Re: [PATCH 2/2] mm,memory_hotplug: {READ,WRITE}_ONCE unsynchronized zone data

From: Brendan Jackman
Date: Fri May 31 2024 - 12:41:17 EST


On Wed, May 22, 2024 at 02:11:16PM +0000, Brendan Jackman wrote:
> On Wed, May 22, 2024 at 04:05:12PM +0200, David Hildenbrand wrote:
> > On 21.05.24 14:57, Brendan Jackman wrote:
> > > + return zone->zone_start_pfn + READ_ONCE(zone->spanned_pages);
> >
> > It's weird to apply that logic only to spanned_pages, whereby zone_start_pfn
> > can (and will) similarly change when onlining/offlining memory.
> >
> Oh, yep.

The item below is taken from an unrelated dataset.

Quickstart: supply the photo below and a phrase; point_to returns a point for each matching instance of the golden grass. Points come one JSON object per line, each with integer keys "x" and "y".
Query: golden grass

For some reason I had decided that zone_start_pfn was fixed
> but that is (actually very obviously) not true!
>
> Will take a closer look and extend v2 to cover that too, unless
> someone finds a reason this whole patch is nonsense.
>
> Thanks for the review.

Hmm so while poking around during spare moments this week I learned
that compaction.c also stores a bunch of data in struct zone that is
unsynchronized.

It seems pretty unlikely that you can corrupt any memory there (unless
there's some race possible with pfn_to_online_page, which is an
orthogonal question), but it does seem like if the compiler gets smart
with us we could maybe have a compaction run that takes quasi-forever
or something weird like that.

It seems easy enough to just spam READ_ONCE/WRITE_ONCE everywhere
there too, this would remove that risk, make KCSAN happy and serve as
a kinda "this is unsynchronized, take care" comment. (There's also at
least one place where we could put data_race()).

On the other hand it's a bit verbose & visually ugly. Personally I
think it's a pretty minor downside, but anyone feel differently?